Yesterday the District 65 Board parted ways with Superintendent Dr. Angel Turner and named former ETHS chief Dr. Eric Witherspoon as interim. The vote was 5 to 1, with board member Andrew Wymer opposed. The Board said her separation terms would follow. The signed agreement is now public, and the RoundTable has written it up.
Dr. Turner will get a lump sum of $191,000, plus about $7,500 for unused vacation, and keeps her District phone and laptop. Her last day is June 30, a full year before her contract was set to expire in 2027.
The number is not arbitrary. The agreement explains that it roughly equals what the District would have owed Dr. Turner if it had used the buyout clause already written into her contract: about 20 weeks of salary and benefits, plus the salary and benefits she would have earned during a 90-day notice period before termination.
That buyout clause is Section 11.C of her original contract, which lets the Board end a superintendent's contract early without claiming she did anything wrong.
The Board may, at its option, and by a minimum of ninety (90) days' notice to the Superintendent, unilaterally terminate this contract during its term without cause effective no earlier than June 30, 2025. In the event of such termination, the Board shall pay to the Superintendent as liquidated damages for breach of contract, the lesser of (i) the maximum amount permitted to be paid under the Illinois Government Severance Pay Act or (ii) the present value of the annual base salary the Superintendent would have earned under this Agreement from the actual date of termination to the termination date set forth in this Agreement.
Dr. Turner still had a full year left on her contract, worth more than $324,000 in salary and benefits. Because that is far more than the law's 20-week cap, the cap is the smaller of the two figures the clause points to, and it sets the severance. Add the roughly three months of salary she would have collected during the notice period, and the total lands near the $191,000 figure.

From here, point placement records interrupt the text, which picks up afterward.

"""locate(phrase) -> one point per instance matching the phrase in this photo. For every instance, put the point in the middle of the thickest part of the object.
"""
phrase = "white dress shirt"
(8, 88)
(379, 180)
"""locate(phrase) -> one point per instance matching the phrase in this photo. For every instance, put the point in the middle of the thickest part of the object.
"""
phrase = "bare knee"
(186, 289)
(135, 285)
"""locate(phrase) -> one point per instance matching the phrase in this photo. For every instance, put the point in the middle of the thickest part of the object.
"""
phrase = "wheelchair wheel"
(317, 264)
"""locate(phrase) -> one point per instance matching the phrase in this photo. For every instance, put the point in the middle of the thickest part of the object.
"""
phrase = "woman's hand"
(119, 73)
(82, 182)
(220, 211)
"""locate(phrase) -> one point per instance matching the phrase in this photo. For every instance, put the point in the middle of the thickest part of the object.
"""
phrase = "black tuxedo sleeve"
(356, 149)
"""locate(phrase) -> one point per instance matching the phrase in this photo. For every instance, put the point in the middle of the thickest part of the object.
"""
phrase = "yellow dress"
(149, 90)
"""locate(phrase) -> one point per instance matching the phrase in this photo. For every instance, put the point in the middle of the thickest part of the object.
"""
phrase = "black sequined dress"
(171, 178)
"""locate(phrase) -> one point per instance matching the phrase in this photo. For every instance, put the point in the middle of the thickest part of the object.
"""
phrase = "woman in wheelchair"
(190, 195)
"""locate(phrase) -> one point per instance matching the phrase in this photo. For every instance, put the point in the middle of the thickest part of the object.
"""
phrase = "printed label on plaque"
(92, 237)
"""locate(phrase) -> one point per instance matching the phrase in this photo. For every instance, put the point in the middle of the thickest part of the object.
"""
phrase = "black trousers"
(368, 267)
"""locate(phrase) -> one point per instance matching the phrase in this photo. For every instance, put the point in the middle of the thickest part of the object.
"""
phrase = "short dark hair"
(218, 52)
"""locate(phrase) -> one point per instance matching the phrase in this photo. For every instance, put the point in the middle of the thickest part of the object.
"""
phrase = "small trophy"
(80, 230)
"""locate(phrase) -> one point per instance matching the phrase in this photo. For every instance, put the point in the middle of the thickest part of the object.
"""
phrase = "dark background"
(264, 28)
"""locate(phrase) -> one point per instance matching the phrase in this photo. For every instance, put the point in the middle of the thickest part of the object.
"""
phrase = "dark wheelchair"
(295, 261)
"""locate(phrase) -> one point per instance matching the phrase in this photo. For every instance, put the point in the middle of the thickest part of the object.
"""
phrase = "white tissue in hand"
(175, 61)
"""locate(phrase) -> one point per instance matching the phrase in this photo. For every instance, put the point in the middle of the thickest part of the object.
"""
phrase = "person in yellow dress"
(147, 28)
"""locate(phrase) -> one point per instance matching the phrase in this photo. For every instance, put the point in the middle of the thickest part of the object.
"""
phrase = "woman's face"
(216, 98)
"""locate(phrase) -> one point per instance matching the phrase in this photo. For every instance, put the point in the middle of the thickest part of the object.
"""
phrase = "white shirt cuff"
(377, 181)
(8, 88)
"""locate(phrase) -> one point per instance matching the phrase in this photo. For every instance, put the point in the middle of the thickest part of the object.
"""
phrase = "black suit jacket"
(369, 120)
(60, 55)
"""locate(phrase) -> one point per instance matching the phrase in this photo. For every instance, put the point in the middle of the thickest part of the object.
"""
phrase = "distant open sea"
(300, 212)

Neither side will sue the other, the Board won't challenge her unemployment claim, and it will write her a recommendation letter. The Board's promise not to come after her later includes a carve-out for things it hasn't already discovered:
This release does not apply to claims of material fraud, theft, or intentional misappropriation of public funds by the Superintendent that are not known to the Board or discoverable by the Board through the exercise of reasonable diligence prior to the Board's execution of this Agreement. The Board represents that it is not aware of any such claims of material fraud, theft, or intentional misappropriation of public funds by the Superintendent as of its execution of this Agreement.
The agreement adds that the Board is not aware of any such claims.

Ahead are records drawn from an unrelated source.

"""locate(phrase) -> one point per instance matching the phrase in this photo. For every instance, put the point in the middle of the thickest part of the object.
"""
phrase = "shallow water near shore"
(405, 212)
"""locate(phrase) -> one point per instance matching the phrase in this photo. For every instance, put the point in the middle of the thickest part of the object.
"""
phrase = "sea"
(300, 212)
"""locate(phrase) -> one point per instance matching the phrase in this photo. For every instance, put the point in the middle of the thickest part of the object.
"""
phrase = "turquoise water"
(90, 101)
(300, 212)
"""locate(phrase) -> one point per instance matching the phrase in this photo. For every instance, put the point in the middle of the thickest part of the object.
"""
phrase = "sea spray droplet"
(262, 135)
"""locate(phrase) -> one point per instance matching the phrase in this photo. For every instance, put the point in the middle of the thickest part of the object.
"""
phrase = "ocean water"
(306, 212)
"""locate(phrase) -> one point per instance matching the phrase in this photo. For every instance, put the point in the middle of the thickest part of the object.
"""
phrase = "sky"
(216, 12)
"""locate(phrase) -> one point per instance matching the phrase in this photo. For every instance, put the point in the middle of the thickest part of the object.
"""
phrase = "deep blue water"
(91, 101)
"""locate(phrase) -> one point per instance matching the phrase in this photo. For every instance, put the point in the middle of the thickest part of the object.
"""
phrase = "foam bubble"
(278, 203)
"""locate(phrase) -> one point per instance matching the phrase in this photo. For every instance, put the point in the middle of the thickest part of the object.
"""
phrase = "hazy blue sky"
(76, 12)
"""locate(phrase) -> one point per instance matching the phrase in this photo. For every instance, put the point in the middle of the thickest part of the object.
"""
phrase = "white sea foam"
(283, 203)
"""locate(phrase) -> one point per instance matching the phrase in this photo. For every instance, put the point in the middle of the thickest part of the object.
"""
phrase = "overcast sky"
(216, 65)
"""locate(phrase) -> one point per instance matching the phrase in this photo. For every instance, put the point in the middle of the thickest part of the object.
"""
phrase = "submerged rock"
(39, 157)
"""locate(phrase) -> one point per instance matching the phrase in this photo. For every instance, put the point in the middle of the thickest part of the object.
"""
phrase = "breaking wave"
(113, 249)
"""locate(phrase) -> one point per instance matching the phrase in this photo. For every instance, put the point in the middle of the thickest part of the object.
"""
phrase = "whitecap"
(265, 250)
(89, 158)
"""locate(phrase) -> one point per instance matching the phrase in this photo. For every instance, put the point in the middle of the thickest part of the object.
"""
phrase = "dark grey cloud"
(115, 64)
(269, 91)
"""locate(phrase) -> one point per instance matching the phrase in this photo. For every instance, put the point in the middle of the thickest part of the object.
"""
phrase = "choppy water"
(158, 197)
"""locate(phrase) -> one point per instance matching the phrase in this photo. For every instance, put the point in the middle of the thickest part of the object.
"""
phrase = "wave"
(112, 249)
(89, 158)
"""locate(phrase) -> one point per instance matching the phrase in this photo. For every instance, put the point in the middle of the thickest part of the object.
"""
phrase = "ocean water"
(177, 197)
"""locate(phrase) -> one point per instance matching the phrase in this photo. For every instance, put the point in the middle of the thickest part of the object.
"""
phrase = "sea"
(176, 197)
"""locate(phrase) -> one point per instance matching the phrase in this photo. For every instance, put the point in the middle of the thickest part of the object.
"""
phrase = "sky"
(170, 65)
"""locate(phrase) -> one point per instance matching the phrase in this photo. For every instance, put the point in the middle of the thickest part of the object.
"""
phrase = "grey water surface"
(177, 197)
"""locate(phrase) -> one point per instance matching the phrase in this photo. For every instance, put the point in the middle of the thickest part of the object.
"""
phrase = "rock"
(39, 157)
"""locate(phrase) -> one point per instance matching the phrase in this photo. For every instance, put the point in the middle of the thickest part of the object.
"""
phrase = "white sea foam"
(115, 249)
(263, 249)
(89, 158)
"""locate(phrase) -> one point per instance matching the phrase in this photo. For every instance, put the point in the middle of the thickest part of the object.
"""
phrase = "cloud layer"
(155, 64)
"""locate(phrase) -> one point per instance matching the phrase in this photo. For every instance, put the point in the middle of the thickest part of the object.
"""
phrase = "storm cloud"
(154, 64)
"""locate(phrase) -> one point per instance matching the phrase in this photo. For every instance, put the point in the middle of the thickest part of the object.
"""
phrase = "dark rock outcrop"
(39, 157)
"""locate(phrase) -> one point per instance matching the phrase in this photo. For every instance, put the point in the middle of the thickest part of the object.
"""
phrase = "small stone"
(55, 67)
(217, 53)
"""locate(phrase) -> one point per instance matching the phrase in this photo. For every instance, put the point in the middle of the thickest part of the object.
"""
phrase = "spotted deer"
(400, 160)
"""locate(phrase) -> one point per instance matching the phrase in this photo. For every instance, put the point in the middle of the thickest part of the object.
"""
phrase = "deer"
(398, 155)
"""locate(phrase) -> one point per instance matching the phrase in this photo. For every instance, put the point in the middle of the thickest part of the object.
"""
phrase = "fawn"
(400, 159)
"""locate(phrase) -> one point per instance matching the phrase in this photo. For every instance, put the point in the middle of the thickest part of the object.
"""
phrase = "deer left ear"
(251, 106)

The closest precedent comes from District 65's recent past. In 2013, the district paid former superintendent Hardy Murphy a $175,000 severance when he had two years left on his contract, worth more than $600,000 in salary and benefits. The board's minutes record that the timing was "mutually agreed upon" and that the board considered the payment "fair and fiscally responsible."
The only other local superintendent buyout I’m aware of is a 2015 agreement from Niles Township High School District 219, and it's a very different animal. That superintendent, Dr. Nanciann Gatta Pérez, got no lump sum at all. She had already been put on leave pending an investigation and had sued the district, and her deal mostly paid out her remaining salary and vacation through a resignation a few weeks later in exchange for dropping the lawsuits. The fine print in both is nearly identical, though: a broad waiver of claims, non-disparagement on both sides, and no admission that anyone did anything wrong.